Lohengrin – Prelude to Act I
Anne-Sophie Mutter (violin)
Pittsburgh Symphony Orchestra
Reviewed by: David Gutman
Reviewed: 6 September, 2011
Venue: Royal Albert Hall, London
With its impressive sequence of big-name music directors and extensive foreign touring, the Pittsburgh Symphony Orchestra is an institution that has consistently punched above its weight. Manfred Honeck may not have the name-recognition of some of his predecessors but, despite straitened finances, his arrival has reportedly generated real excitement after the post-Mariss Jansons years of treading water. A sometime Abbado assistant who spent years as a violinist in the Vienna Philharmonic under such as Leonard Bernstein and Lorin Maazel (the latter a Pittsburgh predecessor), he brings a wealth of insider-knowledge to his music-making and a distinctive if hyped-up Viennese/Bohemian take on expressive content. Placing his Second Violins on the right and tucking in the double basses behind the Firsts, he encourages ultra-expressive playing with generous, some would say over-generous, inflections of tempo and dynamic within the larger frame. Rubato is ubiquitous, wind solos are allowed an invasive rustic edge and there is no shortage of vibrato from the eloquent Pittsburgh strings. Good intentions then but two big problems on the night: the unblended brass section consistently dominated everything else while the longer line of the three works sometimes got lost in a welter of surface incident.
The Wagner was presumably chosen to demonstrate the prowess of the PSO’s sweet-toned strings, the Mahler to showcase a cycle that is being put together for the Japanese Exton label. No.5 is heard so often these days that it can be difficult for even the most expert teams to impress with it; at the 2006 Proms the Minnesota Orchestra and Osmo Vänskä underwhelmed. Honeck, another conductor who knows what he wants (and is no stranger to the work having led a previous Proms account with the Oslo Philharmonic back in 1996), fared better but it was not plain sailing. There was no lack of character in the opening funeral march, the scherzo sounded less interminable than it often does and the fine control of string tone made for an absorbing Adagietto at a broad tempo. At first the boisterous finale looked like capping the reading in rather splendid fashion, lighter and lither than the norm … until the blare of horns and trumpets wrecked the effect. Has Honeck’s mix of European string sound and American wind sonority yet to settle? Perhaps the acoustic of Heinz Hall makes for a different, less-strident effect. I may react less negatively than some to the conductor’s manicured, stop-start approach but the Mahler risked turning into a concerto for brass band. Applause between movements was back too.

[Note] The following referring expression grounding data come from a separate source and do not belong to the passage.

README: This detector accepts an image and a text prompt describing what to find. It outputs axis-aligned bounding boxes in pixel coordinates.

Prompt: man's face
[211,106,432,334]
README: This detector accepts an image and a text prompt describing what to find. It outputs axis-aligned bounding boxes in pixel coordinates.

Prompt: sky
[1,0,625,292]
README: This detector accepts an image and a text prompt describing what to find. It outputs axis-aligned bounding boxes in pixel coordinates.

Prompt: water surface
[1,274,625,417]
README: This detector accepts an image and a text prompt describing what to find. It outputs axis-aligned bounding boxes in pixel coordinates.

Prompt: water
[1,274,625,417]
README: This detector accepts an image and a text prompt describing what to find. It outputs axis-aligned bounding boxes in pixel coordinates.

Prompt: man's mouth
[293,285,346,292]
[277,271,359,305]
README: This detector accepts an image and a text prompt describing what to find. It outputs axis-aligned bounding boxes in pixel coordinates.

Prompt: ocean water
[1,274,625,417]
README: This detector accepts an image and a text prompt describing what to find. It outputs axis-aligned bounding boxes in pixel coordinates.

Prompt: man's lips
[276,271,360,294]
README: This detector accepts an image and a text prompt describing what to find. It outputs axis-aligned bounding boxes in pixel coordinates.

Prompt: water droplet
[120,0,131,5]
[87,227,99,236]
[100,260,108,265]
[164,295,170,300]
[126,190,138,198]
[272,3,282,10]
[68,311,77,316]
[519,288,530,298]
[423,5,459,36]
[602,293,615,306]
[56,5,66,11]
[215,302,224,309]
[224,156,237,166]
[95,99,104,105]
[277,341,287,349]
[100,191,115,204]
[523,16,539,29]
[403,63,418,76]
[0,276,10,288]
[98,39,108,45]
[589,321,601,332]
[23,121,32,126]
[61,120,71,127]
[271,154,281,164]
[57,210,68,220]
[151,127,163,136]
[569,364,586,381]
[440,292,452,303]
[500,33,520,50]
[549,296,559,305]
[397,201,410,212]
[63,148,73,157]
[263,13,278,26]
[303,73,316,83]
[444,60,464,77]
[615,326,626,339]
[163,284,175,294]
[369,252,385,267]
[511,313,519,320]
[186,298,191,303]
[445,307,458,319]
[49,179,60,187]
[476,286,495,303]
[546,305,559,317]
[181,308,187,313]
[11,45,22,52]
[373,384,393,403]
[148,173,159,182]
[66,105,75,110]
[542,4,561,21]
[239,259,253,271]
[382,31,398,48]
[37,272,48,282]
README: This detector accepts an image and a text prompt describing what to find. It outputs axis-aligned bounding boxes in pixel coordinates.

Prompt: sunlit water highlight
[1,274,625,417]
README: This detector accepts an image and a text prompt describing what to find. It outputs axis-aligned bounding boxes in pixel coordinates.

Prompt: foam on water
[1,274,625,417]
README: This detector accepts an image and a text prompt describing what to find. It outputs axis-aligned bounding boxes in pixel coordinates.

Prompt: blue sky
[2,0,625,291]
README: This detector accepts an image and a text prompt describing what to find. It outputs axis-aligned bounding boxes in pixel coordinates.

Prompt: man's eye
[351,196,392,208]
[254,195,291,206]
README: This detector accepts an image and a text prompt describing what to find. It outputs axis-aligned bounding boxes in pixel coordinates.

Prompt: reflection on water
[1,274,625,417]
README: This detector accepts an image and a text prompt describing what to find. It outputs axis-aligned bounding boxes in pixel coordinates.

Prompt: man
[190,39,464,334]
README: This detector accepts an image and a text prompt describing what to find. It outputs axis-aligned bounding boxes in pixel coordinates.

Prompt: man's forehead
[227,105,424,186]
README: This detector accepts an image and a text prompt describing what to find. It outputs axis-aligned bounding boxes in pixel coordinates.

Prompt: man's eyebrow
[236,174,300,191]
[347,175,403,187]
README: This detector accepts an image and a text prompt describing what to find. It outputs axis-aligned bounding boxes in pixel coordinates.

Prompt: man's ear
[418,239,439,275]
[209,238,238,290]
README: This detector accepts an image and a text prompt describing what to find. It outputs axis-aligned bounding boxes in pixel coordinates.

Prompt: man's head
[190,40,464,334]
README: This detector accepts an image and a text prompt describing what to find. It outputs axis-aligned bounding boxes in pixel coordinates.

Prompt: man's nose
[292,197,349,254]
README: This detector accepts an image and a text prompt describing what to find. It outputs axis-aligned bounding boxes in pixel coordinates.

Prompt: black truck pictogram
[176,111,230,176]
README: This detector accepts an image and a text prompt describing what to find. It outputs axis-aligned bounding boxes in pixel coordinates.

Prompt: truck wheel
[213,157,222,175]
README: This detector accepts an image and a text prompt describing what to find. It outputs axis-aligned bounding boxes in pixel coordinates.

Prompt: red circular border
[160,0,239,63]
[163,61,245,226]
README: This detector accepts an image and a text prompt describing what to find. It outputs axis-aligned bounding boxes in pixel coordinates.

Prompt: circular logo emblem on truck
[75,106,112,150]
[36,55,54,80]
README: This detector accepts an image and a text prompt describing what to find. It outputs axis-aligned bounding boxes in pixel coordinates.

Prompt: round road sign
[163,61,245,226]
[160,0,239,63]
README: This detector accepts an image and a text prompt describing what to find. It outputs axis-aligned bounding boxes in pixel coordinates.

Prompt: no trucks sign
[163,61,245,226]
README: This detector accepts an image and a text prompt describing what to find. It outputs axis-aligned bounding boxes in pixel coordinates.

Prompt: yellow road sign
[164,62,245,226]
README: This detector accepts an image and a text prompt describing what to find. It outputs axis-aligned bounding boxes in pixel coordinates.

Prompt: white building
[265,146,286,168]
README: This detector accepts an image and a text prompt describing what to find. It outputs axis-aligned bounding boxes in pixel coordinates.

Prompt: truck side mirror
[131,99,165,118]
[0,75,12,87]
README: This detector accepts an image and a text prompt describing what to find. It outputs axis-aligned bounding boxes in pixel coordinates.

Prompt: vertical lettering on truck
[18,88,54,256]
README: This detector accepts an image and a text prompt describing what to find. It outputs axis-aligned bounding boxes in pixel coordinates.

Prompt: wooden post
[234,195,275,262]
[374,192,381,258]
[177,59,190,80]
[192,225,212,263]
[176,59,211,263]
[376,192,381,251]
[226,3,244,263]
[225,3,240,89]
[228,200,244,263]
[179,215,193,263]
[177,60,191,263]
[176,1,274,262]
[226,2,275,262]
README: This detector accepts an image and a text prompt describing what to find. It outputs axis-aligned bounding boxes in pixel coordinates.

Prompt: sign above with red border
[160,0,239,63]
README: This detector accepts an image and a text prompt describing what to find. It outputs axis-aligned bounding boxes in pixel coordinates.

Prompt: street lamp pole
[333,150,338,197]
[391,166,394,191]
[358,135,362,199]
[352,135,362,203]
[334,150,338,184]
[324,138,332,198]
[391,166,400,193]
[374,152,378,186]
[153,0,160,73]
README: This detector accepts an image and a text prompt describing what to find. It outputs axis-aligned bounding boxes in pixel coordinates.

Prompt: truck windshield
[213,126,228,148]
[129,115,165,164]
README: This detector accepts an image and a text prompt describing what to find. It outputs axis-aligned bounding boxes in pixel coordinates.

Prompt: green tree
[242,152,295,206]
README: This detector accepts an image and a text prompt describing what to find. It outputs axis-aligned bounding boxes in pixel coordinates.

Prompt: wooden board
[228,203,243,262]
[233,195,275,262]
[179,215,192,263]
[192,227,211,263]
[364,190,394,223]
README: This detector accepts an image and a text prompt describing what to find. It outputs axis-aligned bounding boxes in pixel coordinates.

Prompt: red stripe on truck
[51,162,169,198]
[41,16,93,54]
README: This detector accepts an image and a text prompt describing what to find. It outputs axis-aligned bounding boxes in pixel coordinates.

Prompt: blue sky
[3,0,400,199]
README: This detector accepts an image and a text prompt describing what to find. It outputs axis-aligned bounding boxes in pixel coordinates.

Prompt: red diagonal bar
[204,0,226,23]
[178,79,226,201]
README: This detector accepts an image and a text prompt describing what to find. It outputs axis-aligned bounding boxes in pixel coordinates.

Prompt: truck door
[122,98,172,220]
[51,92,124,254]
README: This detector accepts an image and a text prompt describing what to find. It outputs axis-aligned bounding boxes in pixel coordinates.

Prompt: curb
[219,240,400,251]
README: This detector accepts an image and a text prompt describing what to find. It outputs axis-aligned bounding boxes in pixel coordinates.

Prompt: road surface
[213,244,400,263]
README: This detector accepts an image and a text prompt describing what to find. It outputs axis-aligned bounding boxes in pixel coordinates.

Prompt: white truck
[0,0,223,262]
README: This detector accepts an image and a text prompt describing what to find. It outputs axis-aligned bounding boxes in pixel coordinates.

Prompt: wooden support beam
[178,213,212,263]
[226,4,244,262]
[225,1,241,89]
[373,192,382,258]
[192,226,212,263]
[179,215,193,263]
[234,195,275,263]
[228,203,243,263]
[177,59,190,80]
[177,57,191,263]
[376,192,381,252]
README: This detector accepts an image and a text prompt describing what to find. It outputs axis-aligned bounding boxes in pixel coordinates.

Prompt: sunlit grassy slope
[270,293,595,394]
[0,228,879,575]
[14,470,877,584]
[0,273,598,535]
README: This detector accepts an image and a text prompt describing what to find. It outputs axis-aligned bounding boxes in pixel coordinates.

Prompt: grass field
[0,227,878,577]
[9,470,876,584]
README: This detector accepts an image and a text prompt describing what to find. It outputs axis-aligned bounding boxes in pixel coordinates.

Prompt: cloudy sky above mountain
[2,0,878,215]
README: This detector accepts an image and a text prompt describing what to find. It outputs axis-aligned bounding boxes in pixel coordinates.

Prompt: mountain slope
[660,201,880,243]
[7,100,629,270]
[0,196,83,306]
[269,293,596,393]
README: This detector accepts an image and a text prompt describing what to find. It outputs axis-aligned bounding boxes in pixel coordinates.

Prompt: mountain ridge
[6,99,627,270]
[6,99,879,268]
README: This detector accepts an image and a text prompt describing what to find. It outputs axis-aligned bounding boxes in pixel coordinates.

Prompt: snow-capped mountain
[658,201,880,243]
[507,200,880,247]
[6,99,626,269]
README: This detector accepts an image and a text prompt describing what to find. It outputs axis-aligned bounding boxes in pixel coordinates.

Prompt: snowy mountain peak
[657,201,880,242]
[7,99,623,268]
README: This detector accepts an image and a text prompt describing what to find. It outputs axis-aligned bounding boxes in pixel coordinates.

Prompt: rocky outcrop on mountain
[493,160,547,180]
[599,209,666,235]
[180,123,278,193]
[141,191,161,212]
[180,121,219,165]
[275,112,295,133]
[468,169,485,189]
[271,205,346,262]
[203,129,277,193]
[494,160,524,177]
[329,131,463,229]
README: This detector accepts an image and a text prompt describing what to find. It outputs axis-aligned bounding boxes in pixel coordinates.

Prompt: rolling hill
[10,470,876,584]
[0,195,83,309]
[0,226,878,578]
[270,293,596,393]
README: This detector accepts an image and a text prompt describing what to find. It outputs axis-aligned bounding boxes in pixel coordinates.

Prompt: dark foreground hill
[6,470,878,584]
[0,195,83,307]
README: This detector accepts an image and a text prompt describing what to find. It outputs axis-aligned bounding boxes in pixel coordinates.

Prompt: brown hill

At the geographical heart of the evening the inimitable Anne-Sophie Mutter arrived in a strapless turquoise frock. Surprisingly perhaps she was not peddling her new disc of contemporary would-be classics. Instead she revived the 24-minute piece composed for her by Wolfgang Rihm in 1991 and 1992 as an on-disc partner for Berg’s Concerto. Large claims are made for Rihm as one of the important composers of his generation. His pieces are perhaps too numerous and too various for non-specialist listeners to get a proper handle on him – but Gesungene Zeit (Time chanted), a study in sonority which uses a small orchestra at first as a kind of resonating chamber for the violin, is alarmingly thin stuff and not much happens. Mutter, whose insistent, high-octane performance-style is not to all tastes, played from the score. One could only marvel as she contrived to keep Rihm’s essentially monophonic construction airborne, the high-lying violin ‘aria’ sustained with the full sonority and unending line she once claimed to have learnt from Herbert von Karajan and also attributes to the properties of her own violin. Surrounding her were a variety of special effects, too many of them sounding like the keening of hearing-aids at a Sunday morning concert at Wigmore Hall. The hum of a generator somewhere in the building accompanied the closing bars. Undaunted by cannonades of coughing and fairly lukewarm applause, Mutter played something else, the ‘Sarabande’ from the D minor Partita (BWV1004). Bach encores seem to be a new Proms ‘tradition’.
The orchestra offered two Carlos Kleiber-associated extras after the Mahler. The best and subtlest playing of the evening came in Josef Strauss’s slow polka Die Libelle (The Dragonfly), its launch delayed by the distant sound of crashing glassware. Alas the orchestra’s buzz-saws were out in force again for a chunk of Der Rosenkavalier, but the capacity crowd seemed happy enough with it.